Dans les années 1960, il y a des séances sans question et d’autres qui durent deux heures et plus. En 1969, la période des questions est « réglementée » et notamment limitée à un 30 minutes. On glisse des affaires « d’urgence immédiate et d’intérêt public » aux « affaires d’intérêt public, ayant un caractère d’actualité ou d’urgence ». Au fil des ans, les parlementaires en abusent en alternance, les préambules s’étirent (comme si on avait besoin d’expliquer une situation qui est connue du public et généralement bien expliquée dans les journaux du matin…) et se garnissent d’allusions politiques partisanes : comme il n’est pas possible de répliquer au ministre, on apprend vite qu’il faut frapper d’abord, le plus fort possible. La télédiffusion des débats ne fait qu’envenimer les choses. En écoutant les propos qui s’échangent maintenant, les spectateurs et les auditeurs ne peuvent absolument pas s’imaginer que ces « questions » étaient à l’origine des demandes de « renseignements » !
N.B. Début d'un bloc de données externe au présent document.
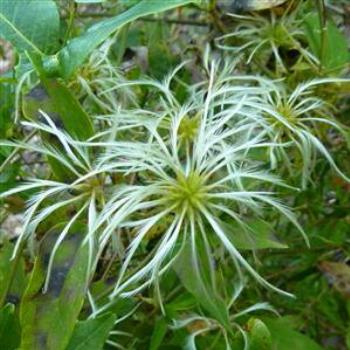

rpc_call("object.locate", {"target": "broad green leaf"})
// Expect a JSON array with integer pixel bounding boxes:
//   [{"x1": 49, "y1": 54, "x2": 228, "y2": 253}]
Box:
[
  {"x1": 304, "y1": 13, "x2": 350, "y2": 71},
  {"x1": 20, "y1": 227, "x2": 88, "y2": 350},
  {"x1": 149, "y1": 318, "x2": 168, "y2": 350},
  {"x1": 0, "y1": 0, "x2": 59, "y2": 54},
  {"x1": 247, "y1": 318, "x2": 272, "y2": 350},
  {"x1": 263, "y1": 318, "x2": 323, "y2": 350},
  {"x1": 24, "y1": 55, "x2": 94, "y2": 140},
  {"x1": 174, "y1": 238, "x2": 230, "y2": 329},
  {"x1": 319, "y1": 261, "x2": 350, "y2": 298},
  {"x1": 66, "y1": 313, "x2": 116, "y2": 350},
  {"x1": 0, "y1": 242, "x2": 27, "y2": 306},
  {"x1": 75, "y1": 0, "x2": 106, "y2": 4},
  {"x1": 222, "y1": 219, "x2": 288, "y2": 250},
  {"x1": 0, "y1": 304, "x2": 21, "y2": 350},
  {"x1": 58, "y1": 0, "x2": 197, "y2": 78},
  {"x1": 217, "y1": 0, "x2": 287, "y2": 12}
]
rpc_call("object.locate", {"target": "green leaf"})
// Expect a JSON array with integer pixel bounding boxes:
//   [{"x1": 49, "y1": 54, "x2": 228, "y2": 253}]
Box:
[
  {"x1": 0, "y1": 304, "x2": 21, "y2": 350},
  {"x1": 149, "y1": 318, "x2": 168, "y2": 350},
  {"x1": 0, "y1": 242, "x2": 27, "y2": 306},
  {"x1": 247, "y1": 318, "x2": 272, "y2": 350},
  {"x1": 174, "y1": 238, "x2": 231, "y2": 330},
  {"x1": 66, "y1": 313, "x2": 116, "y2": 350},
  {"x1": 75, "y1": 0, "x2": 106, "y2": 4},
  {"x1": 0, "y1": 0, "x2": 59, "y2": 54},
  {"x1": 20, "y1": 226, "x2": 88, "y2": 350},
  {"x1": 304, "y1": 13, "x2": 350, "y2": 71},
  {"x1": 222, "y1": 219, "x2": 288, "y2": 250},
  {"x1": 58, "y1": 0, "x2": 196, "y2": 78},
  {"x1": 23, "y1": 55, "x2": 94, "y2": 140},
  {"x1": 263, "y1": 317, "x2": 323, "y2": 350}
]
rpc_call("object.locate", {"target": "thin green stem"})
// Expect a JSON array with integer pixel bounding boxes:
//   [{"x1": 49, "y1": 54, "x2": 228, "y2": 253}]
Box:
[
  {"x1": 317, "y1": 0, "x2": 327, "y2": 72},
  {"x1": 0, "y1": 242, "x2": 24, "y2": 309}
]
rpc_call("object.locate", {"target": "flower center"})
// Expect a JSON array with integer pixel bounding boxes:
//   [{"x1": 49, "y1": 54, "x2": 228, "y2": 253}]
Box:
[{"x1": 169, "y1": 172, "x2": 206, "y2": 210}]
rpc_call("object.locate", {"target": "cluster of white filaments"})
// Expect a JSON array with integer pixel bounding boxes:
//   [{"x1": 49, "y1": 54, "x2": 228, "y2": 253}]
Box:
[{"x1": 1, "y1": 59, "x2": 348, "y2": 316}]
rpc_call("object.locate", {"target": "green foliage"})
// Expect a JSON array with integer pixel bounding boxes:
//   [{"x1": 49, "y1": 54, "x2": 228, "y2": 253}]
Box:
[
  {"x1": 0, "y1": 0, "x2": 59, "y2": 53},
  {"x1": 304, "y1": 13, "x2": 350, "y2": 73},
  {"x1": 58, "y1": 0, "x2": 200, "y2": 78},
  {"x1": 0, "y1": 304, "x2": 21, "y2": 350},
  {"x1": 66, "y1": 313, "x2": 116, "y2": 350},
  {"x1": 20, "y1": 228, "x2": 88, "y2": 350},
  {"x1": 0, "y1": 0, "x2": 350, "y2": 350}
]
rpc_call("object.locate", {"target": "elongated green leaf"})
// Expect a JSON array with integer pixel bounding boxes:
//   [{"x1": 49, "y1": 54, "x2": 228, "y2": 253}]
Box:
[
  {"x1": 222, "y1": 220, "x2": 288, "y2": 250},
  {"x1": 304, "y1": 13, "x2": 350, "y2": 71},
  {"x1": 66, "y1": 313, "x2": 116, "y2": 350},
  {"x1": 0, "y1": 0, "x2": 59, "y2": 53},
  {"x1": 20, "y1": 227, "x2": 88, "y2": 350},
  {"x1": 0, "y1": 304, "x2": 21, "y2": 350},
  {"x1": 264, "y1": 318, "x2": 322, "y2": 350},
  {"x1": 58, "y1": 0, "x2": 197, "y2": 78},
  {"x1": 23, "y1": 54, "x2": 94, "y2": 140},
  {"x1": 75, "y1": 0, "x2": 106, "y2": 4},
  {"x1": 247, "y1": 318, "x2": 272, "y2": 350},
  {"x1": 0, "y1": 242, "x2": 27, "y2": 306},
  {"x1": 174, "y1": 242, "x2": 230, "y2": 329},
  {"x1": 149, "y1": 318, "x2": 168, "y2": 350}
]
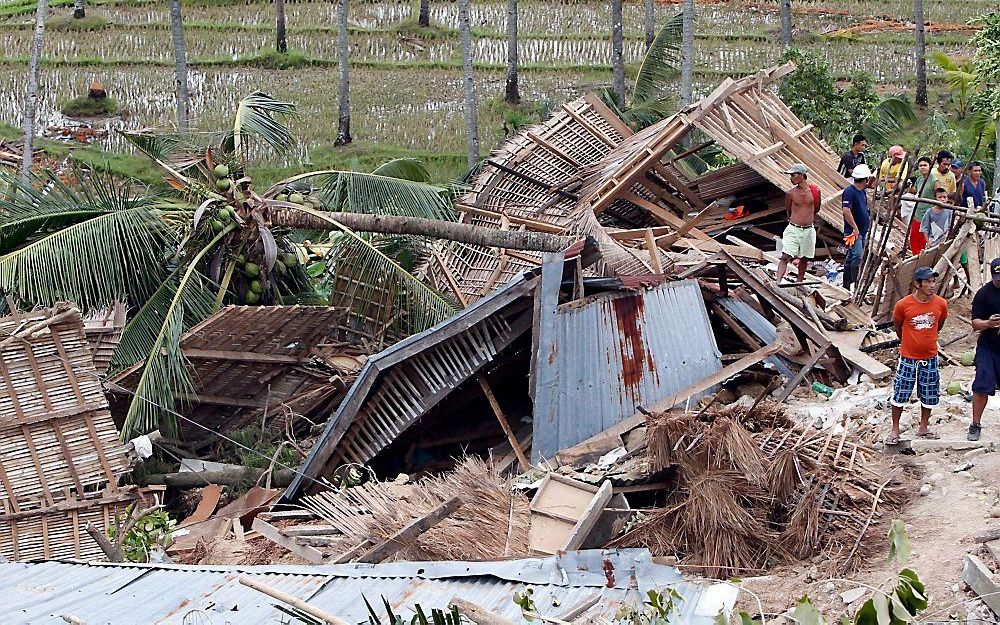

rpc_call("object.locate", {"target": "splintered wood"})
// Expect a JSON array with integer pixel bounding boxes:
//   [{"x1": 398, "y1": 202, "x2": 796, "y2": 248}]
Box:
[
  {"x1": 0, "y1": 305, "x2": 135, "y2": 560},
  {"x1": 610, "y1": 402, "x2": 912, "y2": 577},
  {"x1": 302, "y1": 457, "x2": 530, "y2": 561}
]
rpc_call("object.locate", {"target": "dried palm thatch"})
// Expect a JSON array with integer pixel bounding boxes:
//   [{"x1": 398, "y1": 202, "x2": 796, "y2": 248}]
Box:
[
  {"x1": 609, "y1": 402, "x2": 912, "y2": 577},
  {"x1": 303, "y1": 456, "x2": 531, "y2": 561}
]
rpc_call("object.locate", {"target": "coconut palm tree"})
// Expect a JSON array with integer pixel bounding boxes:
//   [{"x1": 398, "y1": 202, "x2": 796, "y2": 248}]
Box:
[
  {"x1": 417, "y1": 0, "x2": 431, "y2": 28},
  {"x1": 21, "y1": 0, "x2": 49, "y2": 179},
  {"x1": 913, "y1": 0, "x2": 927, "y2": 106},
  {"x1": 333, "y1": 0, "x2": 352, "y2": 145},
  {"x1": 503, "y1": 0, "x2": 521, "y2": 104},
  {"x1": 458, "y1": 0, "x2": 479, "y2": 168},
  {"x1": 681, "y1": 0, "x2": 695, "y2": 106},
  {"x1": 781, "y1": 0, "x2": 792, "y2": 49},
  {"x1": 611, "y1": 0, "x2": 625, "y2": 102},
  {"x1": 170, "y1": 0, "x2": 191, "y2": 132},
  {"x1": 274, "y1": 0, "x2": 288, "y2": 54},
  {"x1": 0, "y1": 92, "x2": 568, "y2": 438},
  {"x1": 643, "y1": 0, "x2": 656, "y2": 50}
]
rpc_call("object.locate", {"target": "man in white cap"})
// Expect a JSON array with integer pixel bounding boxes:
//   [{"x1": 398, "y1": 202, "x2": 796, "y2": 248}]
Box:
[
  {"x1": 842, "y1": 163, "x2": 872, "y2": 290},
  {"x1": 777, "y1": 163, "x2": 820, "y2": 282}
]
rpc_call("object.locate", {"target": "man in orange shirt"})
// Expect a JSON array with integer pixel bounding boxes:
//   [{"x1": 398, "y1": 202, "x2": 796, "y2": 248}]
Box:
[{"x1": 886, "y1": 267, "x2": 948, "y2": 445}]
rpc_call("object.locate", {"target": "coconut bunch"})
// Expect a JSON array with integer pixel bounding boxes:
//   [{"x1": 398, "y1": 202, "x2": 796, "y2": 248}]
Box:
[{"x1": 609, "y1": 402, "x2": 910, "y2": 577}]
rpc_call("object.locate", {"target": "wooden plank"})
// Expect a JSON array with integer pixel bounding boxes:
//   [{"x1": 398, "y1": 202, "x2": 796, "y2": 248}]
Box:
[
  {"x1": 562, "y1": 480, "x2": 612, "y2": 551},
  {"x1": 476, "y1": 375, "x2": 531, "y2": 471},
  {"x1": 358, "y1": 497, "x2": 462, "y2": 564}
]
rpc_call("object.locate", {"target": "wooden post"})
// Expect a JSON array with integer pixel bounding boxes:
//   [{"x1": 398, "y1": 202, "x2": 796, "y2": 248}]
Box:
[
  {"x1": 358, "y1": 497, "x2": 462, "y2": 564},
  {"x1": 240, "y1": 575, "x2": 350, "y2": 625},
  {"x1": 476, "y1": 376, "x2": 532, "y2": 471}
]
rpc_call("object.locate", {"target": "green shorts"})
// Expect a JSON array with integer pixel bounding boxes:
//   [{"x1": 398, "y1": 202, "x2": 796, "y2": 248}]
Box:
[{"x1": 781, "y1": 224, "x2": 816, "y2": 258}]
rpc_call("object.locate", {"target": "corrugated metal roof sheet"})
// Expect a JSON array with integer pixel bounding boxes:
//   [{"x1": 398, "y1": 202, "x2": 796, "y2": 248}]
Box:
[
  {"x1": 531, "y1": 276, "x2": 722, "y2": 462},
  {"x1": 0, "y1": 549, "x2": 737, "y2": 625}
]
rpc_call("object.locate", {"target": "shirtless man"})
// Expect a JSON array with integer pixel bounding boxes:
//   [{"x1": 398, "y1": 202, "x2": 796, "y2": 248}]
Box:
[{"x1": 778, "y1": 163, "x2": 820, "y2": 282}]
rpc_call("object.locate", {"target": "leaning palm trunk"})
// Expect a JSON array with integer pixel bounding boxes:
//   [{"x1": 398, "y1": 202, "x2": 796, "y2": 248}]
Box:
[
  {"x1": 333, "y1": 0, "x2": 352, "y2": 145},
  {"x1": 781, "y1": 0, "x2": 792, "y2": 49},
  {"x1": 458, "y1": 0, "x2": 479, "y2": 168},
  {"x1": 611, "y1": 0, "x2": 625, "y2": 102},
  {"x1": 913, "y1": 0, "x2": 927, "y2": 106},
  {"x1": 270, "y1": 204, "x2": 576, "y2": 252},
  {"x1": 681, "y1": 0, "x2": 694, "y2": 106},
  {"x1": 21, "y1": 0, "x2": 49, "y2": 183},
  {"x1": 274, "y1": 0, "x2": 288, "y2": 54},
  {"x1": 503, "y1": 0, "x2": 521, "y2": 104},
  {"x1": 643, "y1": 0, "x2": 656, "y2": 50},
  {"x1": 170, "y1": 0, "x2": 191, "y2": 132}
]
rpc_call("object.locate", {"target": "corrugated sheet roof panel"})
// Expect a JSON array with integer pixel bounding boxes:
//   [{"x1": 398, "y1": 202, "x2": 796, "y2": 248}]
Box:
[{"x1": 532, "y1": 280, "x2": 722, "y2": 461}]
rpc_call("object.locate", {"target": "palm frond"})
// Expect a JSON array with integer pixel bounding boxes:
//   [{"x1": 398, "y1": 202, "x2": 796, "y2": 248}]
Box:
[
  {"x1": 264, "y1": 170, "x2": 455, "y2": 221},
  {"x1": 372, "y1": 158, "x2": 431, "y2": 183},
  {"x1": 222, "y1": 91, "x2": 296, "y2": 154},
  {"x1": 631, "y1": 13, "x2": 684, "y2": 108},
  {"x1": 286, "y1": 208, "x2": 458, "y2": 345},
  {"x1": 122, "y1": 224, "x2": 237, "y2": 440},
  {"x1": 859, "y1": 97, "x2": 917, "y2": 145},
  {"x1": 0, "y1": 204, "x2": 170, "y2": 309}
]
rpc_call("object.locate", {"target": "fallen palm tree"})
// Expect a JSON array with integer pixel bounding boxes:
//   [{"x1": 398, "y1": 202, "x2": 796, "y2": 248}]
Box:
[{"x1": 609, "y1": 403, "x2": 911, "y2": 577}]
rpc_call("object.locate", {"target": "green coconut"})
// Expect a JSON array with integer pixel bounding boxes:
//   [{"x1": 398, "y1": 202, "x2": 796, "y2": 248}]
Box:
[{"x1": 961, "y1": 349, "x2": 976, "y2": 367}]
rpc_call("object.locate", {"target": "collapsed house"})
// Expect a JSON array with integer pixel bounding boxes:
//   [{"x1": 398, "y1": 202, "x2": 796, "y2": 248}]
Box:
[{"x1": 0, "y1": 306, "x2": 137, "y2": 560}]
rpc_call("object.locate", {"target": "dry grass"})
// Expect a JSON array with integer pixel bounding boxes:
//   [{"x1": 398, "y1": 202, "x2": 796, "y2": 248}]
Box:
[{"x1": 609, "y1": 403, "x2": 912, "y2": 577}]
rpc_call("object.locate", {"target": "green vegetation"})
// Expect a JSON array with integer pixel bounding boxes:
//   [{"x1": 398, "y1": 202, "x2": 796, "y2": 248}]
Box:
[{"x1": 59, "y1": 95, "x2": 118, "y2": 117}]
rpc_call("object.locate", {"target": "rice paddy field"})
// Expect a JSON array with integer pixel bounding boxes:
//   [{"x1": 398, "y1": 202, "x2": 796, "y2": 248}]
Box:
[{"x1": 0, "y1": 0, "x2": 989, "y2": 183}]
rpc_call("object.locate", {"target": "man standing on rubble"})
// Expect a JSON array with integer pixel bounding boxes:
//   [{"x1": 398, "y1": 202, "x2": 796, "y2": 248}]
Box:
[
  {"x1": 777, "y1": 163, "x2": 821, "y2": 282},
  {"x1": 886, "y1": 267, "x2": 948, "y2": 445},
  {"x1": 837, "y1": 135, "x2": 868, "y2": 178},
  {"x1": 966, "y1": 258, "x2": 1000, "y2": 441},
  {"x1": 842, "y1": 163, "x2": 872, "y2": 290}
]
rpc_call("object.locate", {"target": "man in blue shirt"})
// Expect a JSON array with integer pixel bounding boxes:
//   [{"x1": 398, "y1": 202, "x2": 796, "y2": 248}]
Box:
[{"x1": 843, "y1": 163, "x2": 872, "y2": 290}]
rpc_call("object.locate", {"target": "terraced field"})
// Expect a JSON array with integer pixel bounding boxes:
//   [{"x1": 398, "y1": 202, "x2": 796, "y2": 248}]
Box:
[{"x1": 0, "y1": 0, "x2": 986, "y2": 180}]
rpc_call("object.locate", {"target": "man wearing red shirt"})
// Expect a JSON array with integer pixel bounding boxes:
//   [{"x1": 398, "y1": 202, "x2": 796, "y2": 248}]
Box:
[{"x1": 886, "y1": 267, "x2": 948, "y2": 445}]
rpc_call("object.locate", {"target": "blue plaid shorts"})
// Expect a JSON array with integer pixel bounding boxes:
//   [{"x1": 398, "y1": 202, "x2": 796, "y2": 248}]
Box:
[{"x1": 892, "y1": 356, "x2": 941, "y2": 408}]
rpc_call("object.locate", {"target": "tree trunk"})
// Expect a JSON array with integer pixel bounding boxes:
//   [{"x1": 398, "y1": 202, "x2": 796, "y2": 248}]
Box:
[
  {"x1": 21, "y1": 0, "x2": 49, "y2": 184},
  {"x1": 170, "y1": 0, "x2": 191, "y2": 132},
  {"x1": 270, "y1": 207, "x2": 576, "y2": 252},
  {"x1": 503, "y1": 0, "x2": 521, "y2": 104},
  {"x1": 458, "y1": 0, "x2": 479, "y2": 168},
  {"x1": 781, "y1": 0, "x2": 792, "y2": 50},
  {"x1": 681, "y1": 0, "x2": 694, "y2": 106},
  {"x1": 274, "y1": 0, "x2": 288, "y2": 54},
  {"x1": 417, "y1": 0, "x2": 431, "y2": 28},
  {"x1": 333, "y1": 0, "x2": 352, "y2": 145},
  {"x1": 643, "y1": 0, "x2": 656, "y2": 50},
  {"x1": 611, "y1": 0, "x2": 625, "y2": 105},
  {"x1": 913, "y1": 0, "x2": 927, "y2": 106}
]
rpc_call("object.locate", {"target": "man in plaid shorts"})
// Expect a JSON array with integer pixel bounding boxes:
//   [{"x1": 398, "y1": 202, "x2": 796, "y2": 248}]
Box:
[{"x1": 886, "y1": 267, "x2": 948, "y2": 445}]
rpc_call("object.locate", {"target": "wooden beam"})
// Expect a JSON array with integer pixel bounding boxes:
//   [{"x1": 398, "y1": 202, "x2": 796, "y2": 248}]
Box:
[
  {"x1": 358, "y1": 497, "x2": 462, "y2": 564},
  {"x1": 476, "y1": 375, "x2": 531, "y2": 471}
]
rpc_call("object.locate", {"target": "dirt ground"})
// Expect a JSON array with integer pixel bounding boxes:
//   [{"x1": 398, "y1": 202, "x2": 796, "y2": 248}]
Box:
[{"x1": 741, "y1": 296, "x2": 1000, "y2": 622}]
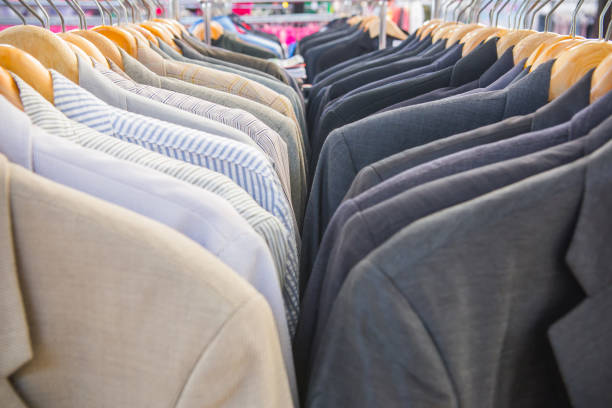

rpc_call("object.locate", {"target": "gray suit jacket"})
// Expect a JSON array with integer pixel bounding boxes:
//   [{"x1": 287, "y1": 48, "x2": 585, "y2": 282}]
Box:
[
  {"x1": 294, "y1": 102, "x2": 612, "y2": 398},
  {"x1": 307, "y1": 119, "x2": 612, "y2": 408},
  {"x1": 119, "y1": 49, "x2": 306, "y2": 222},
  {"x1": 345, "y1": 70, "x2": 593, "y2": 199},
  {"x1": 300, "y1": 61, "x2": 553, "y2": 288}
]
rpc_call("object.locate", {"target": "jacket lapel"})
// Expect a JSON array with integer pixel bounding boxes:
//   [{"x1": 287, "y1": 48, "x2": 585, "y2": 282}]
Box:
[
  {"x1": 0, "y1": 155, "x2": 32, "y2": 407},
  {"x1": 548, "y1": 138, "x2": 612, "y2": 408}
]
En 1998, le président Charbonneau était manifestement arrivé à la conclusion que cette enfant élevée dans la permissivité était incontrôlable. Il avait baissé les bras et suggéré de supprimer « toute contrainte en ce qui a trait à la forme des questions et des réponses ». N’aurait subsisté qu’une règle générale (« Les questions doivent porter sur des affaires d’intérêt public, ayant un caractère d’actualité ou d’urgence, qui relèvent d’un ministre ou du gouvernement »). On aurait supprimé les dispositions concernant les « questions interdites » (selon les règles actuelles, « les questions ne peuvent : 1· comporter ni expression d’opinion ni argumentation ; 2· être fondées sur des suppositions ; 3· viser à obtenir un avis professionnel ou personnel ; 4· suggérer la réponse demandée ; 5· être formulées de manière à susciter un débat »). En somme, les règles du débat seraient devenues « conformes à la réalité ».
Dix ans plus tard, monsieur Charbonneau juge qu’il n’y a plus d’espoir : il propose plutôt l’euthanasie.